Depressie komt veel voor onder jongeren, maar vaak krijgt deze doelgroep niet de hulp die ze nodig hebben. Boeken, beweging en andere depressiepreventieprogramma's behalen niet voor iedereen het beoogde resultaat. Met games bereik je mogelijk een ander deel van die doelgroep. Anouk Tuijnman, wetenschappelijk onderzoeker bij het Trimbos-instituut, co-ontwikkelde twee toegepaste videogames voor depressie bij jongeren en promoveert op 28 november aan de Radboud Universiteit. Haar onderzoek is ook voor onderwijsprofessionals interessant.

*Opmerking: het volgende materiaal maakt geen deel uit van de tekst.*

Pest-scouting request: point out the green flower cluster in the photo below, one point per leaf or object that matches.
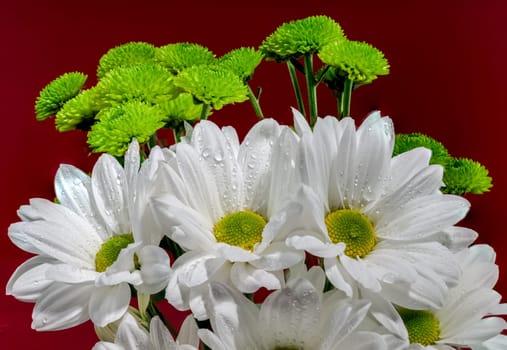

Uit eerder onderzoek bleek dat er duidelijke grenzen zijn aan de effectiviteit van bestaande depressiepreventieprogramma’s: verbeteringen aan die programma’s haalden onvoldoende uit, en bereikten nog altijd niet alle jongeren effectief. Het onderzoek van Tuijnman richtte zich op de sociale context van depressie: “Er gebeurt veel bij jongeren op sociaal gebied. Vrienden worden steeds belangrijker, maar daarmee groeit ook de invloed van afwijzing op de mentale gezondheid,” legt Tuijnman uit. “Ik wilde kijken of je materialen kon ontwikkelen die jongeren helpen en ondersteunen om de weg naar hulp makkelijker te maken. Daarbij ging mijn aandacht al snel uit naar videogames. We werden geïnspireerd door spellen als Stardew Valley, Animal Crossing, maar ook Dark Souls, waarvan we weten dat ze voor veel mensen een positief effect hebben. Zo kan het een omgeving zijn waarin je mensen ontmoet die gelijkgestemd zijn. Maar ook waarin je leert omgaan met moeilijke momenten.”
Twee games
Om die hypothese te testen werkte Tuijnman, samen met ontwikkelaars, aan een tweetal toegepaste videogames: Moving Stories en ScrollQuest. In ScrollQuest, een actiegame, werken vier spelers samen om monsters te verslaan en goud te verzamelen, terwijl ze reageren op verschillende sociale situaties in het verhaal van de game. Tuijnman liet vaders en zoons gezamenlijk de game spelen, om te kijken hoe ze reageerden op die situaties. “In het spel worden spelers afgewezen. We onderzochten of vaders hun zoons konden begeleiden in het omgaan met die afwijzing. Uit een eerste studie bleek dat de game succesvol gevoelens van afwijzing kon oproepen, en dat de aanwezigheid van vaders negatieve gevoelens kan verzachten. Maar een echt leermoment ontstond er nog niet. Een tweede studie liet zien dat als jongvolwassenen het spel alleen tegen andere spelers online speelden, ze zich ook afgewezen konden voelen, maar tegelijkertijd ook gemotiveerd waren om door te spelen. Ook vonden we verschillen tussen jongeren die meer of minder gevoelig waren voor afwijzing.”
In Moving Stories maken spelers zich zorgen dat Lisa, hun fictieve nichtje, depressief is. Spelers zitten samen met haar in een huis, en proberen haar te helpen. Ze krijgen verschillende opties voorgeschoteld om Lisa te helpen, waar de virtuele avatar dan weer feedback op geeft. Tuijnman: “Moving Stories lieten we door een hele klas spelen, en daarna organiseerden we een vragensessie met een ervaringsdeskundige voor de scholieren. We zagen dat deelname stigma rond mentale gezondheid op de middelbare school deels deed afnemen. Ook zagen we dat er gesprekken ontstonden tussen leerlingen over het onderwerp.”
(Nog) geen behandeltool
Het is niet de bedoeling dat de twee games direct worden ingezet in hun huidige vorm, geeft Tuijnman aan. “Wil je dat goed doen, dan heb je meer budget en tijd nodig. ScrollQuest en Moving Stories geven ons echter wel waardevolle inzichten voor onderzoek en de praktijk. Ze bewijzen dat games veel potentie hebben voor de mentale gezondheid.”
Tuijnman, die nu verbonden is aan het Trimbos-instituut, kijkt in haar huidige onderzoek onder andere naar manieren om kinderen en jongeren te helpen een gezonde digitale balans te vinden in hun leven.